Walter Lewington
- Full name: Walter James Lewington
- Born: 2 September 1891 Gillingham, Kent, England
- Died: 29 May 1965 (aged 73) Addiscombe, London, England

Domestic
- Years: League / Role
- ?–1939: Football League First Division / Referee

International
- Years: League / Role
- 1933–39: FIFA listed / Referee

= Walter Lewington =

English football referee and actor (1891–1965)

Walter James Lewington (2 September 1891 – 29 May 1965) was an English football referee who officiated matches in Spain from 1933 to 1939. He also had a brief acting career.

==Refereeing career==
Born in Gillingham on 2 September 1891, Lewington received his qualification as a football referee in the early 1920s, and after over a decade of refereeing matches in the Second and First English Divisions, the FA's Referees Committee nominated him as an international referee in 1933, thus becoming o referee of FIFA. As such, he officiated a total of 15 international matches between 1933 and 1939, including four Central European International Cup matches.

On 12 February 1933, the 41-year-old Lewington made his international debut, refereeing a friendly match between Belgium and Italy in Brussels, which ended in a 2–3 win to the latter.

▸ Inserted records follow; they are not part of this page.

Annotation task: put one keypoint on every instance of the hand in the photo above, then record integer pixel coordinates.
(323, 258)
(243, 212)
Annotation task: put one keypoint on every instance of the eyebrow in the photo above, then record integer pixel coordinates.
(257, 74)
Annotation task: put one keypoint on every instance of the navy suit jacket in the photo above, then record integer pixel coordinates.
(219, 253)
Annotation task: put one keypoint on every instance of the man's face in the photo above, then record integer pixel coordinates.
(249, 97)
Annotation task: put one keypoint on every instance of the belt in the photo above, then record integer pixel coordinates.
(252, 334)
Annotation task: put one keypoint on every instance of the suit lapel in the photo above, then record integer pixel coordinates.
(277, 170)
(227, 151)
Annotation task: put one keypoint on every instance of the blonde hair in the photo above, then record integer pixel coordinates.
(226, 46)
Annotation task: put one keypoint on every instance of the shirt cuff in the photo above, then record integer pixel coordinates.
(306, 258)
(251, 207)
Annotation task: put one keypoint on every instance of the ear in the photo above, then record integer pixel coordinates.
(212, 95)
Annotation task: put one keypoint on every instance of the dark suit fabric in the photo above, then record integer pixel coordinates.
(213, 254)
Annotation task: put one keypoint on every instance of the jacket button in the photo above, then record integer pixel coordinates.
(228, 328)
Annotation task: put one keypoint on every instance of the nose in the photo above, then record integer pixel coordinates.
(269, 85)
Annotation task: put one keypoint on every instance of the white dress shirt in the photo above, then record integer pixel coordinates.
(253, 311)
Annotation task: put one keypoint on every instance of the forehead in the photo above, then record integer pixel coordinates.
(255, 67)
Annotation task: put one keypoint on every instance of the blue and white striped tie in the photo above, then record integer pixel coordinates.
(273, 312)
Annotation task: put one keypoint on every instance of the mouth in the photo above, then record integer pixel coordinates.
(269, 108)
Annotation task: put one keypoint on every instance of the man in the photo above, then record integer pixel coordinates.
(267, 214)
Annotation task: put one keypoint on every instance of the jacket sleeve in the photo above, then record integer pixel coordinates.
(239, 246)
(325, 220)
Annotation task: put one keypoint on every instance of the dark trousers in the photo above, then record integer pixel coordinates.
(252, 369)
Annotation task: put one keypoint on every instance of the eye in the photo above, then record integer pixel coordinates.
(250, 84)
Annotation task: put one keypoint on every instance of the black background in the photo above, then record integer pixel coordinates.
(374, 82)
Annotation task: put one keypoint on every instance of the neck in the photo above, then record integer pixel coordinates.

He went on to officiate a further two matches of the Italian national team in 1935 and 1937, with the Italians scoring two goals in both matches, all of which being netted by Silvio Piola, who thus registered a ratio of two goals per game in matches refereed by him. On 24 January 1935, he refereed a friendly between Spain and France at the Estadio Chamartín, which ended in a 2–0 win to the former; the journalists of the Spanish newspaper La Vanguardia stated that "Mr. Lewington's refereeing has not been detrimental since he allowed the French to have their say, being tolerant of much violence" and that "he also allowed himself to be influenced by the linesmen".

In November 1936, Lewington helped Austrian sports journalist David Weiss to arrange a 14-day tour of the United Kingdom for the Yugoslavian club Građanski Zagreb, who used this tour as a chance to learn the more advanced tactics of the British clubs, thus adopting the WM formation, which some sources say helped them win the 1936–37 Yugoslav championship. In the following year, in March 1937, he and Weiss partnered again to arrange another tour, but this time for a different Yugoslavian club, SK Jugoslavija, and also to a different place, the British Isles, where they faced and lost to an Irish league XI on 17 March. Just two months later, on 17 May, Lewington refereed an international match between Ireland and Switzerland in Bern, which ended in a 0–1 win to the former. A few days later, on 27 May, he oversaw a match between Građanski Zagreb and Chelsea in Zagreb, which ended in a 0–1 win to the London club.

==Acting career==
In 1939, Lewington had a small acting role in the British mystery film The Arsenal Stadium Mystery, which was one of the first feature films where football is a central element in the plot; he played a referee.

==Death==
Lewington died in Addiscombe on 29 May 1965, at the age of 73.